This month marks six years we have been posting records here nearly every morning, from universal favorites to (to quote The Simpsons) “the tragically ludicrous! The ludicrously tragic!” Along the way, we’ve done our best to introduce interesting music from the past and present, with a particular emphasis on all you can find without leaving the Twin Cities. We’ve also done our best to get in a cheap shot at Paul McCartney at least a couple times a year.
Remarkably, the Hymies blog has survived in spite of Dave’s minimal talents when it comes to anything with a screen or keyboard. On rare occasions we’ve had to enlist help (our record label, for instance, has been able to host its download codes here entirely thanks to one of the fellas from this underrated band, who sadly aren’t playing anymore).

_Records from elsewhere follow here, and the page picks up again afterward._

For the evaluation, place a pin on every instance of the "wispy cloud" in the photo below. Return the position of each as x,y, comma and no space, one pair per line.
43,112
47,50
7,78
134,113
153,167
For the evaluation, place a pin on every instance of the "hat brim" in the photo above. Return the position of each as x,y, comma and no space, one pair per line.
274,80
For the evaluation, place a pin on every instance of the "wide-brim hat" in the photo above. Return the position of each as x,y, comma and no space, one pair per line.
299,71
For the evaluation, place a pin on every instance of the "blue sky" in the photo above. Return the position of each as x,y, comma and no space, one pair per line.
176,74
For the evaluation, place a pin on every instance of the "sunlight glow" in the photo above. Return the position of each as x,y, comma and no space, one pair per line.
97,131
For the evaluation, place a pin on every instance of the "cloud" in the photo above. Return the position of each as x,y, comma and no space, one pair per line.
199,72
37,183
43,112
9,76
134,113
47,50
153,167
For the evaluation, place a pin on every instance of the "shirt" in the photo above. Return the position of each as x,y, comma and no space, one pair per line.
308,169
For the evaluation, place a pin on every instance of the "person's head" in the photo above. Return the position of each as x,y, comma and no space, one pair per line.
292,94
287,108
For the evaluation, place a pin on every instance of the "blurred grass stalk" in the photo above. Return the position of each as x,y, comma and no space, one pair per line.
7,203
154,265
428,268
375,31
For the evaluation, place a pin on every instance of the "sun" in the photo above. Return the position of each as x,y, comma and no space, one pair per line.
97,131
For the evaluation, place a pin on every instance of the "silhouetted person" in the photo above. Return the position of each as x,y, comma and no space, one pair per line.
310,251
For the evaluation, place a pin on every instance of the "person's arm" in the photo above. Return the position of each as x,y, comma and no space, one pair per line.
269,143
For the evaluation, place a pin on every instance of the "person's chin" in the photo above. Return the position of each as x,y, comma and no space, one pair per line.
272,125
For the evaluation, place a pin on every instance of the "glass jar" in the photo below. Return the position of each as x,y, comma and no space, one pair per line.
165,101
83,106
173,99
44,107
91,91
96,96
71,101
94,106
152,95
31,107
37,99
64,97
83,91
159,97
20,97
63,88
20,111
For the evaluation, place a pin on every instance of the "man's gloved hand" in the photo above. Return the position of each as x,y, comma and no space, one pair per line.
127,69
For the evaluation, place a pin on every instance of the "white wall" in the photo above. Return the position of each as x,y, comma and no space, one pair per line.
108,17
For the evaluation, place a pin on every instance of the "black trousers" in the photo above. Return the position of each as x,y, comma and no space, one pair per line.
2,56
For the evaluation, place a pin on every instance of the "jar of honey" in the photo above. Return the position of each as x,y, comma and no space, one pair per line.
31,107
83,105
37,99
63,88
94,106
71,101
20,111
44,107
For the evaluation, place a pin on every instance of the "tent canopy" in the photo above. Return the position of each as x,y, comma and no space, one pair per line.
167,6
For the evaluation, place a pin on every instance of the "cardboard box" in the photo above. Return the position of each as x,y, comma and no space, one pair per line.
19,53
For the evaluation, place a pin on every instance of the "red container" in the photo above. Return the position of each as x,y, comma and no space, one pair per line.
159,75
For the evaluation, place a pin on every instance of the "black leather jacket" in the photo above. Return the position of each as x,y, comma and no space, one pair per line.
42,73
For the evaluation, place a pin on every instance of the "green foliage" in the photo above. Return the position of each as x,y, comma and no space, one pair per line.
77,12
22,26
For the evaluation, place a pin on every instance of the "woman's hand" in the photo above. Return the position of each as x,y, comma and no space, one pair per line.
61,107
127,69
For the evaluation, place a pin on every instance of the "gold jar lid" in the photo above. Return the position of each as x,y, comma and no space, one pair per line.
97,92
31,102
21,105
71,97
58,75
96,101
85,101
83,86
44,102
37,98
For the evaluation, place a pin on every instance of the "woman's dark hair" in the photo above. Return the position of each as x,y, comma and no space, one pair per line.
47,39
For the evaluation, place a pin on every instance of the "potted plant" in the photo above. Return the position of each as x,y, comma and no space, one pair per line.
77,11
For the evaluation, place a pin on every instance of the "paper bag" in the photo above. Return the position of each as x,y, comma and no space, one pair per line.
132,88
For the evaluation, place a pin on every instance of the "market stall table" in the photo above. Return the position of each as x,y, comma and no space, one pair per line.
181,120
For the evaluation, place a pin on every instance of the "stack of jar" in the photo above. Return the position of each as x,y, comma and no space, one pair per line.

The Hymies blog survived our five block move, three shows by the Taxpayers, and the time a guy on Yelp called us “trashy,” but this week the MP3 player finally became so obsolete it doesn’t work with our updated site. If you take a scrolling stroll down memory lane, you’ll find the songs embedded in earlier posts appear different. They’ll still play as before with an additional click (a problem we may or may not begin to explore fixing in the more than 1,650 posts in our past). Many hundreds of the records heard here are ones which passed through the shop briefly and were recorded and photographed to share with you, so we couldn’t reproduce the files even if we had the time.
This week we introduce a new MP3 player! It will allow us to continue sharing records here for another six years or more. It’s fairly new software and its developers have announced plans to add a variety of additional features (maybe one day you’ll finally be able to smell the records through the internet). One of its most appealing features is that it should be more adaptable to smart phones and other devices Dave simply doesn’t understand.
Today, instead of welcoming our new player to the team with a track from the “Difficult Listening” section, we’ve chosen to present Mozart’s magnificent overture to The Marriage of Figaro, performed here by the Vienna State Opera in 1958. For the record, our new player can present stereo recordings as well.
What other improvements will the future hold? Maybe someday a new digital camera which doesn’t take blurry pictures of the jackets!